Publikasiterkini.com° Pasuruan – Dua pengusaha rokok di Pasuruan diperiksa oleh Komisi Pemberantasan Korupsi dalam rangka pengembangan kasus dugaan korupsi di lingkungan Direktorat Jenderal Bea dan Cukai. Pemeriksaan ini memicu perhatian publik sekaligus menjadi sinyal penguatan pengawasan terhadap industri tembakau.

Kepala Bea Cukai Pasuruan, Hatta Wardhana, menyatakan pihaknya mendukung penuh proses hukum yang sedang berjalan. Ia menegaskan bahwa langkah tersebut merupakan bagian dari upaya menjaga transparansi dan kepatuhan pelaku usaha terhadap regulasi.

“Kita ikuti saja perkembangannya seperti apa, karena saat ini KPK mungkin sedang mengumpulkan beberapa keterangan dari perusahaan rokok di wilayah Pasuruan,” ujarnya, Senin (27/4/2026).

Hatta menambahkan, pihaknya menghormati seluruh proses penelusuran yang dilakukan oleh lembaga antirasuah tersebut. Di sisi lain, Bea Cukai juga terus memperkuat edukasi kepada pelaku usaha agar tidak keluar dari koridor hukum.
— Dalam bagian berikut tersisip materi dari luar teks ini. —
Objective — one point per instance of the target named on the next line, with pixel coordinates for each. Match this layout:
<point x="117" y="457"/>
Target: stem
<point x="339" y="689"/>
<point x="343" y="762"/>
“Edukasi selalu kami sampaikan dan jika ada yang berani keluar dari aturan, maka silakan tanggung jawab sendiri atas konsekuensi hukumnya,” tegasnya.
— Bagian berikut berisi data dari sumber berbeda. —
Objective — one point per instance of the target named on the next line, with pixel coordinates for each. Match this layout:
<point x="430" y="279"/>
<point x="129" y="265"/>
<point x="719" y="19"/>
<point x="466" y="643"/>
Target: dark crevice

Menurutnya, sistem pengawasan industri rokok kini telah diperketat, mulai dari aspek administratif hingga operasional. Persyaratan seperti luas bangunan, proses produksi, hingga transparansi bisnis menjadi bagian dari kontrol yang diawasi secara ketat.

Baca Juga :  Skandal Pungli Lapas Blitar Meledak: Napi Korupsi Diperas Ratusan Juta, AMI Desak Kalapas Dicopot

Pengawasan tersebut tidak hanya dilakukan oleh Bea Cukai daerah, tetapi juga melibatkan lintas instansi hingga tingkat pusat, termasuk Badan Pemeriksa Keuangan.
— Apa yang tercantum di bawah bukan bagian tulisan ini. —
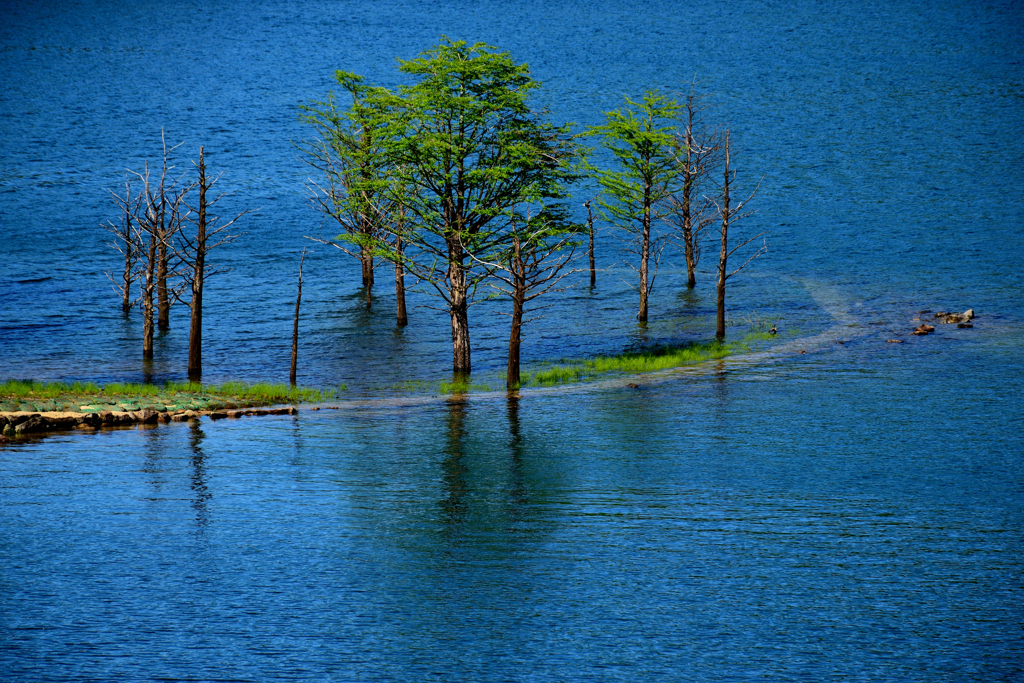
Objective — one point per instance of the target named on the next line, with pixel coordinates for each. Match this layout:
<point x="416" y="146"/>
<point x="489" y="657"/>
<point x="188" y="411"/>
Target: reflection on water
<point x="201" y="493"/>
<point x="454" y="467"/>
<point x="517" y="496"/>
“Pengawasan kami lakukan bersama Kanwil, pusat, hingga BPK guna memastikan seluruh pabrik rokok yang mencapai ratusan jumlahnya tetap patuh,” lanjutnya.

Letak geografis Pasuruan yang strategis sebagai jalur perlintasan tol juga menjadikan wilayah ini sebagai titik penting dalam pengendalian distribusi rokok ilegal.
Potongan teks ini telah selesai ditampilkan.